Did any of the girls wear fancy dresses?
I am sure that girls and women had dresses that they considered better dresses and church clothes. But the people who traveled on the Mayflower did not wear very frilly dresses. They were simple people who wore practical clothes. The fabric of their dresses was heavy and sturdy. Females had much work to do, so dresses of fragile cloth would not have been practical.
Did Pilgrim children take baths?
Seventeenth-century people did not take as many baths as you and I do. In fact, they believed that you would get sick and perhaps die from immersing your body in water. Most people probably took a full bath twice a year! But they did wash their hands and faces and feet and teeth regularly. Cleanliness was important at meal times. Keep in mind that there was no indoor running water at the time. All the water for bathing had to be carried from a well or a brook. Imagine how many buckets of water it would take to fill up a bathtub.
Did Pilgrim children wear bright clothes?
Yes. Even though you may see pictures of the Pilgrims dressed all in black, Pilgrim adults and children did wear bright colors. They liked red, purple, and yellow cloth. The only person in the colony who wore black all the time was the deacon, a religious and political figure.
Did Pilgrim children speak English?
Most of the settlers did speak English. Some also spoke Dutch since many had lived in Holland before coming to North America.
Were parents strict with their children?
There were rules children had to obey in Pilgrim times just like there are today, but some of the rules were different. For example, children were not allowed to speak unless an adult spoke to them first. That rule only applied if adults were around, so Pilgrim children talked to each other, made up stories and songs, and played games just like children do today. Life was very hard for the early settlers, so rules were important.
What did Pilgrim children do in the winter?

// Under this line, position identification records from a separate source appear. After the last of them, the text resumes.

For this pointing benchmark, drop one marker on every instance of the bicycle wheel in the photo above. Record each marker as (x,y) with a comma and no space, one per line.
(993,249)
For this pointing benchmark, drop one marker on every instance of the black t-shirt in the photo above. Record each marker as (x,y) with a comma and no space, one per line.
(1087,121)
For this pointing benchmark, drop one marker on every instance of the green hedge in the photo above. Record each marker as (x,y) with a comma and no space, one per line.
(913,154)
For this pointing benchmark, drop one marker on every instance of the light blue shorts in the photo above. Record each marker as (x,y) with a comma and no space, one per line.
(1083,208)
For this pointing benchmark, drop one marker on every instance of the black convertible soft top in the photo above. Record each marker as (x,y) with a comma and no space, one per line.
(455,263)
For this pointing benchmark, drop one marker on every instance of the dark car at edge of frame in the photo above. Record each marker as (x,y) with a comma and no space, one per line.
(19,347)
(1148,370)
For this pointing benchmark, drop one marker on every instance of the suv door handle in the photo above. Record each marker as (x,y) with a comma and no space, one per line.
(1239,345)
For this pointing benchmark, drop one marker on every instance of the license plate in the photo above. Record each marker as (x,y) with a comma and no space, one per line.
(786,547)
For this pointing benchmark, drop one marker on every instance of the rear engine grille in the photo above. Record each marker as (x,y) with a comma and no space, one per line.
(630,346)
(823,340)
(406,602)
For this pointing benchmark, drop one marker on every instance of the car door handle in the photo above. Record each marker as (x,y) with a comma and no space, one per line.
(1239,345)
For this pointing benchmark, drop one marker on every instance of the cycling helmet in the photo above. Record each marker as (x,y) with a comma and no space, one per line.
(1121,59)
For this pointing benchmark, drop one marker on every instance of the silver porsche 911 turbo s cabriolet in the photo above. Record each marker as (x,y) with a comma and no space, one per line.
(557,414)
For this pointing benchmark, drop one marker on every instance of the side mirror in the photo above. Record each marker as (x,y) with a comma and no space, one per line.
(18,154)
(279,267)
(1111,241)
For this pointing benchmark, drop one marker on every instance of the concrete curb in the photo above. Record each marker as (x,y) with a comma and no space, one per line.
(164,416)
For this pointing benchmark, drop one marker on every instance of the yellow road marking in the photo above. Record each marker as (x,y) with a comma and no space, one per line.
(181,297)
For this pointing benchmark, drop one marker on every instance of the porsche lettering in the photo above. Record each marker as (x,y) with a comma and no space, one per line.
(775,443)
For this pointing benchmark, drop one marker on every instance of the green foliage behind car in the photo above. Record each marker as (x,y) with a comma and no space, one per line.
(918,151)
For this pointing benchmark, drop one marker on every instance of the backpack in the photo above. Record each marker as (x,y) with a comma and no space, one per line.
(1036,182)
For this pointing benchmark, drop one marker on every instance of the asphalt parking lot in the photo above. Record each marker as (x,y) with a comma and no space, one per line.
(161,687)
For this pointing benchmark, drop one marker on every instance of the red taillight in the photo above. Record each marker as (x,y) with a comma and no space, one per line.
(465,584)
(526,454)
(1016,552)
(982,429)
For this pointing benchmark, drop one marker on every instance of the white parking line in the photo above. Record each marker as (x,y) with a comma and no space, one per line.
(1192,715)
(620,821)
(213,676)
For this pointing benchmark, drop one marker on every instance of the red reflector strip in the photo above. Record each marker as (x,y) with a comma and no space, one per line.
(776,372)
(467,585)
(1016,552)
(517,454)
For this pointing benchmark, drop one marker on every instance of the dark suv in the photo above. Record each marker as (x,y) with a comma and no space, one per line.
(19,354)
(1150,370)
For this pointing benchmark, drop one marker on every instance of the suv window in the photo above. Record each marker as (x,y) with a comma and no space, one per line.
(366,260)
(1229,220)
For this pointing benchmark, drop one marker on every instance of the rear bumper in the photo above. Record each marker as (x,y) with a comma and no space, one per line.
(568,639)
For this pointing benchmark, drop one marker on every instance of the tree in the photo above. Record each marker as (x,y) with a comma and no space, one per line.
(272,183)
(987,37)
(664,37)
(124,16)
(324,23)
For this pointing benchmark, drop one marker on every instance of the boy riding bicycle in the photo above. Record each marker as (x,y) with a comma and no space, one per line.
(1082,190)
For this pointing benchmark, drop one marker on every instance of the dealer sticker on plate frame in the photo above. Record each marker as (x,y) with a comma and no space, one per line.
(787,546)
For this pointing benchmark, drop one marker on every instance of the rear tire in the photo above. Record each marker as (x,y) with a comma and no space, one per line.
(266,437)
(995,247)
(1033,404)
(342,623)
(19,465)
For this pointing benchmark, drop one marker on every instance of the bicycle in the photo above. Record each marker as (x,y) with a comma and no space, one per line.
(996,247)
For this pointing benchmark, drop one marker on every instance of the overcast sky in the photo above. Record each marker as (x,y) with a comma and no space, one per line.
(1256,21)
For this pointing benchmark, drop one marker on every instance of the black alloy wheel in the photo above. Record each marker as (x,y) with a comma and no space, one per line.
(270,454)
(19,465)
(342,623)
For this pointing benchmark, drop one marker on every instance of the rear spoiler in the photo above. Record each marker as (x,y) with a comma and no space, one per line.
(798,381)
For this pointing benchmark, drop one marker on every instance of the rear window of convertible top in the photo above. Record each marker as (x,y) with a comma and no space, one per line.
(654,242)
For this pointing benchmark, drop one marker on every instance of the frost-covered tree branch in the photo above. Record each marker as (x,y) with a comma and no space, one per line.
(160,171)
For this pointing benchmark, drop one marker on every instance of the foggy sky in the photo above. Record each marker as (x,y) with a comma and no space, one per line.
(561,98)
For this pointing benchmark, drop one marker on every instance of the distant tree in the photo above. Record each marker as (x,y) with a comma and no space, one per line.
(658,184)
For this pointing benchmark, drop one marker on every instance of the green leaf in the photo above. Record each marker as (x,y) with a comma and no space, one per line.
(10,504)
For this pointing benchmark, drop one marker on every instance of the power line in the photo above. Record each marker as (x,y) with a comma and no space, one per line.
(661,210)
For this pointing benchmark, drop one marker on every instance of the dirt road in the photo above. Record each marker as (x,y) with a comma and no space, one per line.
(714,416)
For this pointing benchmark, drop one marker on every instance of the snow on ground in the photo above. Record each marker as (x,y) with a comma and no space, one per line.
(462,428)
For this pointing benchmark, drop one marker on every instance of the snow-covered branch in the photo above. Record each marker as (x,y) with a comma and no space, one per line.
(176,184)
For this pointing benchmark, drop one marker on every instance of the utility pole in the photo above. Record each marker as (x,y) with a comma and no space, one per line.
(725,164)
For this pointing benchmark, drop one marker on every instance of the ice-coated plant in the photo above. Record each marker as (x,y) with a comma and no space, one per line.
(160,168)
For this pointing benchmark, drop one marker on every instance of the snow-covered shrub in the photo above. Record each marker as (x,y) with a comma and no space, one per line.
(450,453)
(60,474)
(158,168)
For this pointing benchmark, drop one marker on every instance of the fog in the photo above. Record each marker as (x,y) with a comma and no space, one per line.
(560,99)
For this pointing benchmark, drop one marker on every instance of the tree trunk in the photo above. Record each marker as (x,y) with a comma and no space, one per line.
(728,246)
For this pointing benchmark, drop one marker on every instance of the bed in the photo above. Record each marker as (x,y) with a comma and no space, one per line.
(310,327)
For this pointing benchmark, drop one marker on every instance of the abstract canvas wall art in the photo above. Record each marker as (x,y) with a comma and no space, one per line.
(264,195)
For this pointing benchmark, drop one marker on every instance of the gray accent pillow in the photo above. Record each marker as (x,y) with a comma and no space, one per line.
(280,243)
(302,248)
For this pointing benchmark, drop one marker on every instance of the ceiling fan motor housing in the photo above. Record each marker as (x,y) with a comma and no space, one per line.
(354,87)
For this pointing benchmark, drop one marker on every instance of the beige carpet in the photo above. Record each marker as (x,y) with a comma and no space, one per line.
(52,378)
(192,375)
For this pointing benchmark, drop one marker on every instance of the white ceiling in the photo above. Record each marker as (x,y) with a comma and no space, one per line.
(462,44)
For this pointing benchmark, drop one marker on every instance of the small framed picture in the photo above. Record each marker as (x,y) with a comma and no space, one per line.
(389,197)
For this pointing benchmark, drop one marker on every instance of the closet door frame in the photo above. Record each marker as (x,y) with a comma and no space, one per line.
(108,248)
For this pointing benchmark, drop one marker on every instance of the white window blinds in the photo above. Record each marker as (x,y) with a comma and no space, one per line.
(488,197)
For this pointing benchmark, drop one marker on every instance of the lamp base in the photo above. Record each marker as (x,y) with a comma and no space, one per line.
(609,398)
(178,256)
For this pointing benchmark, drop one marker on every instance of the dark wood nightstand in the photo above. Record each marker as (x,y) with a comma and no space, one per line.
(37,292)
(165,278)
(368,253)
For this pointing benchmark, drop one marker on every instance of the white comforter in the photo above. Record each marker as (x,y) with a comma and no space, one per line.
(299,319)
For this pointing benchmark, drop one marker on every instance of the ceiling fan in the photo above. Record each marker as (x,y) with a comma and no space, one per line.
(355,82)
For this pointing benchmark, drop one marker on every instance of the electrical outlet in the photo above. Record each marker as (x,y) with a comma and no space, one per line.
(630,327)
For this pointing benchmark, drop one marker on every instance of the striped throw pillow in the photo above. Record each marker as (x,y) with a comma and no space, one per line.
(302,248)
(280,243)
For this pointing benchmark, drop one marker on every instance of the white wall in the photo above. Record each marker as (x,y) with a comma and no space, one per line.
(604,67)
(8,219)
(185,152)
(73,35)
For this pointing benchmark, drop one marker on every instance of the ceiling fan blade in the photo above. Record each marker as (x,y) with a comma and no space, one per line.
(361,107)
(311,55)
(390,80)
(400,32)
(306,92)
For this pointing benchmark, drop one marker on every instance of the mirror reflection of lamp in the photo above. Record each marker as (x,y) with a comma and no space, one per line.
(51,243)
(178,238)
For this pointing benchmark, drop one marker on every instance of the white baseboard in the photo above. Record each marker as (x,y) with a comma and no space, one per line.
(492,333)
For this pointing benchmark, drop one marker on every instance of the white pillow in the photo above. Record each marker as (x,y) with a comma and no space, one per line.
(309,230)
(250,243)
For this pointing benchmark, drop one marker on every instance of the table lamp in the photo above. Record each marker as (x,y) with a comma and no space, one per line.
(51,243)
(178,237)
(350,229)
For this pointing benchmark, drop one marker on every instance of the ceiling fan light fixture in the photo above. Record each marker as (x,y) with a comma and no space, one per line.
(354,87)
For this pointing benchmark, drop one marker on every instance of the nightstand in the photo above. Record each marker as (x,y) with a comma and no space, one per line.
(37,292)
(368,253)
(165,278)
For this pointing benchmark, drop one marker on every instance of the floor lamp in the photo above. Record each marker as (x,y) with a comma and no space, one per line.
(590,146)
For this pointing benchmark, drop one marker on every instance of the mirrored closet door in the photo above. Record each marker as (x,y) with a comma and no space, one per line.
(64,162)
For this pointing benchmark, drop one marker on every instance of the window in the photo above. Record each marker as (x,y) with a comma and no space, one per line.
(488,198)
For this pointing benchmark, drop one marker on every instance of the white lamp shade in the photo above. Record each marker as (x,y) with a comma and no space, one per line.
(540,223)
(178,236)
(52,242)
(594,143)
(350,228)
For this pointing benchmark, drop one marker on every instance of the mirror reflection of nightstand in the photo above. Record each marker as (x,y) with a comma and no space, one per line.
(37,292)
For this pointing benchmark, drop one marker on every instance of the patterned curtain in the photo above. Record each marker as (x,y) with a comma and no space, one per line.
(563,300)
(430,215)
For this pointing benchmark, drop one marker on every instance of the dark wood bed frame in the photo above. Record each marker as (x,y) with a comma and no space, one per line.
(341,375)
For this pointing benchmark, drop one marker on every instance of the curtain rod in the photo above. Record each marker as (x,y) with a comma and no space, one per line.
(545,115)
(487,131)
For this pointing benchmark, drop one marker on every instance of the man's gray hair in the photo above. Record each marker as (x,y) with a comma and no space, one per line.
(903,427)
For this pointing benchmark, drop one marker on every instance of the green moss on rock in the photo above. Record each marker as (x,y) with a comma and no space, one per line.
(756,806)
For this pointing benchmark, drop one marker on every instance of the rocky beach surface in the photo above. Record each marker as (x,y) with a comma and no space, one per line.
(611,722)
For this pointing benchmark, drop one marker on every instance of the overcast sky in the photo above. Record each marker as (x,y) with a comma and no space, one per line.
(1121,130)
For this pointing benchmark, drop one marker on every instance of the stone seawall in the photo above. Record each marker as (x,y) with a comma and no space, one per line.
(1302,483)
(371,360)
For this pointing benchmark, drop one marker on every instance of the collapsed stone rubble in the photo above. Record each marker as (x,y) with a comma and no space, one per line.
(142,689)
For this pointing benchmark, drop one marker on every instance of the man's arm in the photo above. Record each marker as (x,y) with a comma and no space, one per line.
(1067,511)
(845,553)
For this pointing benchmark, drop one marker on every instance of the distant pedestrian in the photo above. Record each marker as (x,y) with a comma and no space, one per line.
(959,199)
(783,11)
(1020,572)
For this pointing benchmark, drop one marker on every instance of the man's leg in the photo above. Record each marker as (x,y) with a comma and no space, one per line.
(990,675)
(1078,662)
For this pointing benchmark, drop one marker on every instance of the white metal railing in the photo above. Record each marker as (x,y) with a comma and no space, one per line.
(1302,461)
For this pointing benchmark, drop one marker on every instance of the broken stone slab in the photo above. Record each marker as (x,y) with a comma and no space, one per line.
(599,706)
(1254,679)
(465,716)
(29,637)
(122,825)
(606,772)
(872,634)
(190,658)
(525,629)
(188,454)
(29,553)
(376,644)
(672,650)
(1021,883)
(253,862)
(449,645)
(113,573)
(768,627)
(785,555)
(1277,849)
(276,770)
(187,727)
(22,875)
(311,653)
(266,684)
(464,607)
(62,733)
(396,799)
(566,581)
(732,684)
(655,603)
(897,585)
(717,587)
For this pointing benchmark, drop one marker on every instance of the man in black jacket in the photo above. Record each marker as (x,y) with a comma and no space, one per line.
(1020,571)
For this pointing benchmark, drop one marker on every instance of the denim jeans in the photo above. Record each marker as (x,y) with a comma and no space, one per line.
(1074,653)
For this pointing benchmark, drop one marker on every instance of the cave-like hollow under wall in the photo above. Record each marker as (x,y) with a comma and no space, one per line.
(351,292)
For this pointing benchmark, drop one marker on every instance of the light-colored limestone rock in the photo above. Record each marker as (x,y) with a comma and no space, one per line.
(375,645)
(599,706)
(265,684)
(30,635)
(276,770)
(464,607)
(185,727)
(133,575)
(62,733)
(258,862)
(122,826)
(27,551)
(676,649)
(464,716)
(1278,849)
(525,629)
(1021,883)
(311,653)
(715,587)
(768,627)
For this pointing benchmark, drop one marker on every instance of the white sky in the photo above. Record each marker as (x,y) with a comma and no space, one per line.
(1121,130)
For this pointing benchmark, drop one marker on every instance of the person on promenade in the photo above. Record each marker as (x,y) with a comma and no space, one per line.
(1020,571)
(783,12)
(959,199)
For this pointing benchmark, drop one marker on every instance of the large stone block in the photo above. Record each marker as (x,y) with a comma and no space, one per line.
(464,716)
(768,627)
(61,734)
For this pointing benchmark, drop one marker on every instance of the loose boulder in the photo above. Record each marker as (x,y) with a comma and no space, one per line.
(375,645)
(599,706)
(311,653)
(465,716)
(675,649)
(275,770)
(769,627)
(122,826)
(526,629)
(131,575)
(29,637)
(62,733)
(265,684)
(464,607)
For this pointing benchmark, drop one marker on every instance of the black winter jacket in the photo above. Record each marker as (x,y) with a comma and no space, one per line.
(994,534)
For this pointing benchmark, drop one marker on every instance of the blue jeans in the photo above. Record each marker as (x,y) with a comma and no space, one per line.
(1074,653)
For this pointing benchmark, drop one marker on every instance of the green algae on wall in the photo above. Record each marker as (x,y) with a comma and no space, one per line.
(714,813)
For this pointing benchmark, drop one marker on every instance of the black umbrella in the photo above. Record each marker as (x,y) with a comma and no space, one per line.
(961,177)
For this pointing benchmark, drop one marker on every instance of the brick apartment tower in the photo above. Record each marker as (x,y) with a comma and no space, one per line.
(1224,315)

Even in the winter, children had to bring water from the brook, collect firewood, feed animals, and help their parents. Sometimes, they had to break the ice in the brook to get the water. But people spent much more time indoors in the winter. It can be very, very cold on the ocean shore in the winter. There were many chores to do: children made simple furniture, cooked, minded younger brothers and sisters, mended cloth and tools, cut up and dried any game their father could get, and worked on their lessons. In March, when the ground began to thaw, they would begin to plant their kitchen gardens.
Did girls have different chores from boys?
Both boys and girls were responsible for helping their mothers. Chores differed by age and by strength. Plimoth Colony was struggling to become successful. Everyone who could work did. Both boys and girls did whatever was asked of them. It was only years later, when the community was established, that girls were encouraged to stay closer to home and do quiet tasks.
Did kids see dangerous animals in the woods around Plimoth?
Plimoth was next to the ocean. There were many wild animals the settlers were not familiar with. Bears came to the coves to eat. Wild turkeys roamed in flocks. There were deer in the woods. As far as we know, however, no settlers were killed by wild animals. Eventually, the Pilgrims learned about the native animals.
Did Pilgrim boys and girls ever get into any fights?
Of course they did. Pilgrim girls and boys were not much different than you and me. But the rules they had to follow were often very strict. They would not be able to shout and be mean if any adults were around. Many Pilgrim children tried to be "seen but not heard" around grown-ups.
Did the Pilgrim children have basketballs or soccer balls?
No, but they did make kicking balls from animal hides and played a game much like soccer. Basketball was invented in the United States in the nineteenth century.
What games did Pilgrim children play? Do we still play any of those games today?
Pilgrim children played with dolls, marbles, balls, hoops, and many other handmade things. They also played make-believe and hide-and-seek, just as we do today.